The electric side has to “make decisions today about what [they’re] going to use for their power generation source, and when they see things like that [Sierra Club complaint], they’re going to say, ‘OK, I told you we couldn’t rely on natural gas.’ So I ask you to really pay close attention to this,” he said.

“And realize that if you’re on the production end or if you’re on the consumption end of this, you better understand that the expense of that infrastructure can impose volatility into these markets that can wreck a tremendous opportunity.” Following the roundtable, Armstrong was scheduled to meet with a White House staffer to discuss the issue.

“The Corps has historically had what they call a general permit for stream crossings that [involved] limited damage…As long as [a] stream crossing was minimal in impact, they allowed the states to basically oversee that and they didn’t have to have any further review…and things went very quickly and very smoothly,” he said.

The complaint filed by the Sierra Club in the U.S. District Court in Beaumont, TX, contends that a “pipeline project crosses many streams and therefore has to be viewed in sum,” and “so no matter how far apart those streams are, they have to be aggregated [to determine] impact.”
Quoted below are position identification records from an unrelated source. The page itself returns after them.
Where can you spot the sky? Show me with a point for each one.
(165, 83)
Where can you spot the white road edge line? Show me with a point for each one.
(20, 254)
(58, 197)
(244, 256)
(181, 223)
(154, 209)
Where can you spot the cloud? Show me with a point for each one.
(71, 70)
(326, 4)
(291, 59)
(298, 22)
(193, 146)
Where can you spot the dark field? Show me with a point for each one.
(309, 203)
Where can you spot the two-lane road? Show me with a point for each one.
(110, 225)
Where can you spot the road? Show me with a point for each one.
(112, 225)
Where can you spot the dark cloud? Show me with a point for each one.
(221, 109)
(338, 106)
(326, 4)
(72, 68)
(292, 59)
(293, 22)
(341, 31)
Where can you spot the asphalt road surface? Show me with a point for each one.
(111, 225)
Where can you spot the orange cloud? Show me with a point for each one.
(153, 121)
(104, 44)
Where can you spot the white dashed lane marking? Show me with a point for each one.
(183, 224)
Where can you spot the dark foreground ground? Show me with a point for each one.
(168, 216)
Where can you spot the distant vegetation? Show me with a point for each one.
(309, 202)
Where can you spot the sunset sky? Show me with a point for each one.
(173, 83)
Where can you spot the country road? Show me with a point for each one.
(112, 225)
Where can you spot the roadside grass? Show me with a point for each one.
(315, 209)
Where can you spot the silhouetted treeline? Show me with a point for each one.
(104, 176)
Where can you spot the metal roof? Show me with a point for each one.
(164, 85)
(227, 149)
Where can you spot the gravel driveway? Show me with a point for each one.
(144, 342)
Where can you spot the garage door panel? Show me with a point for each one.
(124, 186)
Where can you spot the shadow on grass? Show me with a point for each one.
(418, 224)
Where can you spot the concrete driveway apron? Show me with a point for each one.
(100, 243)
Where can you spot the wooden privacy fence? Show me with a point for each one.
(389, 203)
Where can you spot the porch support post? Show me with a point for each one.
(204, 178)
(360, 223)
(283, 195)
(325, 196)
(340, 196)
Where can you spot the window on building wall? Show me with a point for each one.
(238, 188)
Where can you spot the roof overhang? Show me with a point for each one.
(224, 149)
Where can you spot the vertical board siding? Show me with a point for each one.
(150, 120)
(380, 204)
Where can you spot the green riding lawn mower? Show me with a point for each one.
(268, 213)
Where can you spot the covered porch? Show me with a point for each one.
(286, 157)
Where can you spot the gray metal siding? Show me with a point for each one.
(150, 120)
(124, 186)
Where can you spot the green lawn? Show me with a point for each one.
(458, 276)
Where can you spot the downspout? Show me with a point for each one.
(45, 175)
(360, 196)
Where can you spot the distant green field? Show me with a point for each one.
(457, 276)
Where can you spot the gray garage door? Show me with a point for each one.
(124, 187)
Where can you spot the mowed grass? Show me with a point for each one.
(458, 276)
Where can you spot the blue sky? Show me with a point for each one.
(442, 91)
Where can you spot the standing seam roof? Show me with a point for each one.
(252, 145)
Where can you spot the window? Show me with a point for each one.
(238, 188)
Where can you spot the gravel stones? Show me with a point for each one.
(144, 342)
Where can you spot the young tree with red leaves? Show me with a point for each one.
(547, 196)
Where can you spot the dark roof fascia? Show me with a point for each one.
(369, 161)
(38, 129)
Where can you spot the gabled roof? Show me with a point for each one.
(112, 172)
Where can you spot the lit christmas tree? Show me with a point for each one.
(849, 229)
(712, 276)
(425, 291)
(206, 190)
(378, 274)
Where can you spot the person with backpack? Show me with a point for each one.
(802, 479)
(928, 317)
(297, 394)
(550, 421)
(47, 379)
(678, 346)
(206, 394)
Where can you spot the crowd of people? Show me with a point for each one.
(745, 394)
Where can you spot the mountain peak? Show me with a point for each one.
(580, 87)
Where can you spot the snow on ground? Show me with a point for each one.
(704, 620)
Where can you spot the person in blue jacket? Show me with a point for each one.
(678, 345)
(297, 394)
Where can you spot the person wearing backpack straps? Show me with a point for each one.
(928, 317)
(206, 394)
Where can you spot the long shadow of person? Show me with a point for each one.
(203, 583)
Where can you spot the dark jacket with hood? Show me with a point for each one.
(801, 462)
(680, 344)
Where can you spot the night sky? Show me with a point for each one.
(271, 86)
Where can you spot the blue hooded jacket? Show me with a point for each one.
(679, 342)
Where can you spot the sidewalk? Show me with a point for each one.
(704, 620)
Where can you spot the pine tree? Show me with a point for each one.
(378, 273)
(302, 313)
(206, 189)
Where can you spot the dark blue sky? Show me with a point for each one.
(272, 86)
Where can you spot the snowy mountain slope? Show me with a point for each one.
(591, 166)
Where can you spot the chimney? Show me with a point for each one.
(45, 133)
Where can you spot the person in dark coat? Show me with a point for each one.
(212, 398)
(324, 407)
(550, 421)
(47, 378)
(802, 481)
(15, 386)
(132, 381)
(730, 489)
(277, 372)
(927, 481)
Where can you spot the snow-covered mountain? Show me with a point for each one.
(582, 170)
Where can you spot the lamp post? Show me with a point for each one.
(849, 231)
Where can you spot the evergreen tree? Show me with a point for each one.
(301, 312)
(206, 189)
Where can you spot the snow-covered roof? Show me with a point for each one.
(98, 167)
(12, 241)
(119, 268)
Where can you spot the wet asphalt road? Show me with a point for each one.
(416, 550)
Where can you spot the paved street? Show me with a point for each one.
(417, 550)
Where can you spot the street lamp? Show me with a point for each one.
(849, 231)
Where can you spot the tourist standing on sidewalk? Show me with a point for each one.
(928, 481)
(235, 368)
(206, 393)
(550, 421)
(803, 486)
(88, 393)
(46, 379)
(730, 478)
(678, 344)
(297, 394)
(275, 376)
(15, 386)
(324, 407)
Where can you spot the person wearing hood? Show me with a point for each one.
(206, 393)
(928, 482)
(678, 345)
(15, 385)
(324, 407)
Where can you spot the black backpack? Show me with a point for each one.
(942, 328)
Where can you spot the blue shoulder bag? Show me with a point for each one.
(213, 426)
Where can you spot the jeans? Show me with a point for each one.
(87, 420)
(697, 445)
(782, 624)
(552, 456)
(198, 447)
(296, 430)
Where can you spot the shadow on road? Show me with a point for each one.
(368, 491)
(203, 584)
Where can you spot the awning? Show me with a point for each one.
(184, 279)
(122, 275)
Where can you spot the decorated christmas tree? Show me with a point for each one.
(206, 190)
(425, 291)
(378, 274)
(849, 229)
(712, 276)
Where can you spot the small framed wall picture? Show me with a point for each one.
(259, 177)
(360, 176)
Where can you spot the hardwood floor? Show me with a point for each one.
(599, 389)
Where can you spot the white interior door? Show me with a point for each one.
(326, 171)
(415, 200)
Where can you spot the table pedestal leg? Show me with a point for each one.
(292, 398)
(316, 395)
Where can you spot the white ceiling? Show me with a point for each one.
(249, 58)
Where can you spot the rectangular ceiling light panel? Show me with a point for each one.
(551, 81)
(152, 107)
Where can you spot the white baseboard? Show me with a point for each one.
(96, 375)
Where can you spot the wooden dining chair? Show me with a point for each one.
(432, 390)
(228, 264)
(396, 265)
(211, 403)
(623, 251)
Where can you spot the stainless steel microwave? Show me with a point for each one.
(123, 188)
Sierra Club is challenging whether the general permit rule would apply to a pipeline project that crosses multiple streams. The challenge was raised in connection with the Cushing, OK- to-Port Arthur, TX portion of the Keystone Pipeline, a Sierra Club spokesman said.

“It’s [getting] things completely balled up right now,” Armstrong said. “A lot of these environmentalist groups that are opposing the development of natural gas have determined that they can’t do a lot about stopping somebody from drilling on their own private land, but it’s a whole lot easier to attack a linear project that’s got to cross public lands, got to cross streams, got to cross roads [and] got to cross federal lands.

“So that is where they’re attacking [the industry]. Keystone Pipeline is a great example of that. We [in the gas industry] are going to see that in a big way as we start to develop natural gas infrastructure in the U.S.”

As a result of opposition from environmental groups and state-federal regulatory overlaps, Armstrong said a small pipeline that Williams was building in Northeast Pennsylvania, which had a wall thickness of one-half inch, turned out to be two and a half times more costly to lay than a deepwater pipeline with a wall thickness of 1 and three-quarter inch.

The higher cost was due to the “lack of cooperation [among the parties], the amount of jurisdictional overlaps, the amount of redos [and] the amount of stop and starts…And guess who’s going to wind up paying for that? It’s going to be the consumer,” he said.